V. Safeguards and Security Measures

Given the liberalized ownership rules, R.A. No. 11659 has implemented several security measures to protect national interests:

  • National Security Review: A mechanism to vet foreign investments in certain industries to prevent threats to national security.
  • Disallowance of Foreign Government Ownership: The law bars any foreign state-owned enterprises from fully controlling public utilities in the Philippines to mitigate the risk of foreign government influence over critical infrastructure.

VI. Constitutional Consistency

The amendment upholds the spirit of the Philippine Constitution's economic provisions while creatively interpreting them. While the 1987 Constitution mandates a 40% foreign ownership cap on “public utilities,” the redefinition of "public utility" allows certain industries previously classified as such to be re-categorized, making them eligible for full foreign ownership.

VII. Implications on Taxation and Compliance

The Public Service Act, even post-amendment, subjects foreign-owned companies to standard corporate tax rates applicable to domestic companies. However, certain regulatory fees and compliance costs might be applied depending on the industry. The streamlined ownership process also encourages tax revenue growth from foreign investments by bringing more companies into formal compliance within the Philippine market.

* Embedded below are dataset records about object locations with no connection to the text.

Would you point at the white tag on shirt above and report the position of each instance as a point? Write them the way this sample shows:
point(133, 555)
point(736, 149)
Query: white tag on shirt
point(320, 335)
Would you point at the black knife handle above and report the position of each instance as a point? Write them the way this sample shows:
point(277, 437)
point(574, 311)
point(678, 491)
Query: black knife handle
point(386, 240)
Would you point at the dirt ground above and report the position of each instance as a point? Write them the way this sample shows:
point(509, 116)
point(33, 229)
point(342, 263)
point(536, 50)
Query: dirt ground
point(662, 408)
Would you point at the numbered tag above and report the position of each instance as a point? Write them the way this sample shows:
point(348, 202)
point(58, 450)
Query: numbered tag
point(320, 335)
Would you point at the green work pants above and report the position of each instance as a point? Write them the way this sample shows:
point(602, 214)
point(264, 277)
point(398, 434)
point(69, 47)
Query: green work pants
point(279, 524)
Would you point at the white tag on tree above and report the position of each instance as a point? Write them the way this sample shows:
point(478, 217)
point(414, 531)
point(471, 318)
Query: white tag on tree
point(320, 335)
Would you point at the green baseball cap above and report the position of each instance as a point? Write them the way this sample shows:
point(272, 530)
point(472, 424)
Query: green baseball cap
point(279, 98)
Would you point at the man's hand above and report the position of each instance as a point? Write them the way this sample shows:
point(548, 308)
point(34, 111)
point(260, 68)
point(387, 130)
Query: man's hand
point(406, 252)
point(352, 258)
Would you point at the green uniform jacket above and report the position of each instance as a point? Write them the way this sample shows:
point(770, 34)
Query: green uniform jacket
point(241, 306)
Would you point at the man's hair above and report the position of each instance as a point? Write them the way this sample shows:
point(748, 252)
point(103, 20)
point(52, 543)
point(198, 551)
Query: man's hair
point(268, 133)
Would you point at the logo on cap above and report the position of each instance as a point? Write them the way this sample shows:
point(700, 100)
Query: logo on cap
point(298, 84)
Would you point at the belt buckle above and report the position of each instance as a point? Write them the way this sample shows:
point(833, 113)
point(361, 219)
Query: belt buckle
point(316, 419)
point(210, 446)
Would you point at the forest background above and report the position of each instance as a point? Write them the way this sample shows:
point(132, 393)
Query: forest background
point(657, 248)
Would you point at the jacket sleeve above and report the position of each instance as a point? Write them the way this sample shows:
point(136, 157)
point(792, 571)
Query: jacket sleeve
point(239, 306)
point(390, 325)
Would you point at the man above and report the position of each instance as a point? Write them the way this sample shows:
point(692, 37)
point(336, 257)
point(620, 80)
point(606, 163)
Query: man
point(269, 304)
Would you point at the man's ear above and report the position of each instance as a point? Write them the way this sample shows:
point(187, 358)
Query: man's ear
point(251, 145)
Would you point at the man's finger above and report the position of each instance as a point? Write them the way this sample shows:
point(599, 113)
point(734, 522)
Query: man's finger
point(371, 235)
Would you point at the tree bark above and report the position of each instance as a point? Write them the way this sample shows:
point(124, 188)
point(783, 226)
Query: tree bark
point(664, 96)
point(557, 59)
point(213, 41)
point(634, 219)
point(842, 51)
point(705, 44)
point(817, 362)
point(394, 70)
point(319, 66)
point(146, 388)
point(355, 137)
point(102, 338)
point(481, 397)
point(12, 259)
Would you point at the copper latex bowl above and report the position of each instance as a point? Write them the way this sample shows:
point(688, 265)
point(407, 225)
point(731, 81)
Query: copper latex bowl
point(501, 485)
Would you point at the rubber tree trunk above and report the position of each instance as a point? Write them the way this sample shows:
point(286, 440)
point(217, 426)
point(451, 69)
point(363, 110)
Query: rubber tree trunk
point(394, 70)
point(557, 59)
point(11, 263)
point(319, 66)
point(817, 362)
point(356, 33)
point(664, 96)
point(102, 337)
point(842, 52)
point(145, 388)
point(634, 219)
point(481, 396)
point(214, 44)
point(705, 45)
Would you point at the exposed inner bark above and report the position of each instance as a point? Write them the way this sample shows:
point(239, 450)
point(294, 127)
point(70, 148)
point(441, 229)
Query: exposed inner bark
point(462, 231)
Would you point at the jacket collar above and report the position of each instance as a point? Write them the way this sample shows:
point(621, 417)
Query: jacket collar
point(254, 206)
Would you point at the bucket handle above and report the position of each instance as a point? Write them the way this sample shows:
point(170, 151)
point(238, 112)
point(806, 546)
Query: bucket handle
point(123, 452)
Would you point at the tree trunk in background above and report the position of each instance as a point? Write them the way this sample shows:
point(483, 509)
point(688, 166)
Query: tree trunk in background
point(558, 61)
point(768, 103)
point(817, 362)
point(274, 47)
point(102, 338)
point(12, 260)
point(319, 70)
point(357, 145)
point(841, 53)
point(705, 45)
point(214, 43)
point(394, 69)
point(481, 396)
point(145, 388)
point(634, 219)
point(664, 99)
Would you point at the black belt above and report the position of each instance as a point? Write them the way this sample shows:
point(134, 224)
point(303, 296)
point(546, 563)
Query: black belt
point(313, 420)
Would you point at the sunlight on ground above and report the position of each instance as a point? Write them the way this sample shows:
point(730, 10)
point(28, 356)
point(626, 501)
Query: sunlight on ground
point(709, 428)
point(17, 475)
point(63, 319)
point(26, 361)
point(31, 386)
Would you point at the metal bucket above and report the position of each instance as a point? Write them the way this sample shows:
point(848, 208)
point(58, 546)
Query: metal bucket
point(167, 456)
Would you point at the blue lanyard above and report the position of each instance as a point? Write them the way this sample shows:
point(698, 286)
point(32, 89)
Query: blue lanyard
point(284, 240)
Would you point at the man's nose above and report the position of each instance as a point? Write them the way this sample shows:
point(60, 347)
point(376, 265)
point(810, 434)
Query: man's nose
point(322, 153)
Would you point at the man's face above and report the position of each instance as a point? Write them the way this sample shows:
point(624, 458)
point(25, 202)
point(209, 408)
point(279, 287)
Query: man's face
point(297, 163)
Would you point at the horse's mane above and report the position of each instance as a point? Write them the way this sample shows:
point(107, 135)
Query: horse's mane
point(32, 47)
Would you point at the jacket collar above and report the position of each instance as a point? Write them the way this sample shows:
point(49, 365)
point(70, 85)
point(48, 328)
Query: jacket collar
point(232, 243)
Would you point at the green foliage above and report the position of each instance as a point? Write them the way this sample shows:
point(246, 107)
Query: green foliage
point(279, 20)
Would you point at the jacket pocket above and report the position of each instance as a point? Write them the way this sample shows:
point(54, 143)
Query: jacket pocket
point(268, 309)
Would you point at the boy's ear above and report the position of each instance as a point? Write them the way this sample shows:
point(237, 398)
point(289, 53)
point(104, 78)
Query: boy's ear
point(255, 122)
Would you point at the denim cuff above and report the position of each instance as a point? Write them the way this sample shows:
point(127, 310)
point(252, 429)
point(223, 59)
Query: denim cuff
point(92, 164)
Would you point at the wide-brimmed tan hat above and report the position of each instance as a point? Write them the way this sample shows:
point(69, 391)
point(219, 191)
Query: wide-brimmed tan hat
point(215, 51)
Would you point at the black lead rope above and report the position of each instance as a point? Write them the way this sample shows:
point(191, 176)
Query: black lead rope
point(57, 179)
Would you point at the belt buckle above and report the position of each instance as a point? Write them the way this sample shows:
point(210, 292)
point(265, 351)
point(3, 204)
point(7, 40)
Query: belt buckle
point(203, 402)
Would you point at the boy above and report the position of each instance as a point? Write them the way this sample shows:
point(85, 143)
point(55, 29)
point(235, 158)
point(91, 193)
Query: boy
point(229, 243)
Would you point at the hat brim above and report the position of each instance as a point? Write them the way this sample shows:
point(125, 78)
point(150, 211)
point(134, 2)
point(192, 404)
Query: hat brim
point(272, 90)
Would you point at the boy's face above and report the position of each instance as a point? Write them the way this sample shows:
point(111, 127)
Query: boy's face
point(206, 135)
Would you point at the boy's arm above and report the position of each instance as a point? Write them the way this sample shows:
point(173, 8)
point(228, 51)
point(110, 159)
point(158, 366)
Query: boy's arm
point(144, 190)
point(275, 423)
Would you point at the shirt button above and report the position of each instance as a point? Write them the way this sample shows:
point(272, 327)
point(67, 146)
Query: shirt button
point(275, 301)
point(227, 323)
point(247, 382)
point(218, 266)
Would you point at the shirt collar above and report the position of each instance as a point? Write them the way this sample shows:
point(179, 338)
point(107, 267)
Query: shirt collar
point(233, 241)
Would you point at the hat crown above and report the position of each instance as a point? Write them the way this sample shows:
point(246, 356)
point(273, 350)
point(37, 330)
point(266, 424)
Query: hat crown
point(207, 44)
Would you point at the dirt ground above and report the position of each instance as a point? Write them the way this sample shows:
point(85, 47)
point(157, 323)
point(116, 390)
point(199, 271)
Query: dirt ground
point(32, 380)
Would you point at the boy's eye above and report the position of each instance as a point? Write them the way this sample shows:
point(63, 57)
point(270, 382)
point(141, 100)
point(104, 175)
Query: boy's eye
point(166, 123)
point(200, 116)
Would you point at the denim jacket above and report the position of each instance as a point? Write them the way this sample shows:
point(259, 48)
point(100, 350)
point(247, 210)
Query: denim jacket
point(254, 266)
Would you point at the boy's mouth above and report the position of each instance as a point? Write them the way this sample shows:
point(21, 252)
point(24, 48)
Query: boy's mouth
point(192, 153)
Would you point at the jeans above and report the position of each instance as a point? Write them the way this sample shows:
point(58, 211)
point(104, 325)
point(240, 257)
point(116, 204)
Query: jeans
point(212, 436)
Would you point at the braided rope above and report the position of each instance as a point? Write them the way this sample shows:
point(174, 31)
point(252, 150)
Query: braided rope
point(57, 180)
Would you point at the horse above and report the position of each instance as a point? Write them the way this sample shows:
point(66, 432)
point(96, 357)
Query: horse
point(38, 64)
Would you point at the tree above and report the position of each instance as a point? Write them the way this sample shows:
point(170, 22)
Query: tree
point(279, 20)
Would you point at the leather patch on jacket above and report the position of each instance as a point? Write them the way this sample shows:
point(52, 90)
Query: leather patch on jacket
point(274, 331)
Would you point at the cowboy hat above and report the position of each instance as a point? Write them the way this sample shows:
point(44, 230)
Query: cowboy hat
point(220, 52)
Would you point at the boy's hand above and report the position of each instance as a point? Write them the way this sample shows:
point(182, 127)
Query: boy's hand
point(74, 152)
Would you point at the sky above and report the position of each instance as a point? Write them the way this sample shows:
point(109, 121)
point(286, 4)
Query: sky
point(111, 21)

VIII. Future Considerations and Potential Challenges

While R.A. No. 11659 opens doors to economic growth, it poses certain challenges:

  • Operational Readiness of Regulatory Agencies: Agencies must be adequately equipped and trained to handle increased foreign participation.
  • Balancing National Security with Economic Goals: Screening processes may deter some investors, and balancing these aspects is essential.
  • Public Sentiment: The acceptance of higher foreign ownership in public services could face opposition, especially in sectors traditionally viewed as national assets.

Conclusion

R.A. No. 11659’s amendment to the Public Service Act represents a transformative shift in Philippine economic policy. By liberalizing foreign ownership in select industries, this amendment promotes a more open, competitive economy while balancing national security concerns. As foreign investment flows into previously restricted sectors, it is anticipated that public services will improve in quality and accessibility, ultimately benefiting Philippine consumers and contributing to economic growth.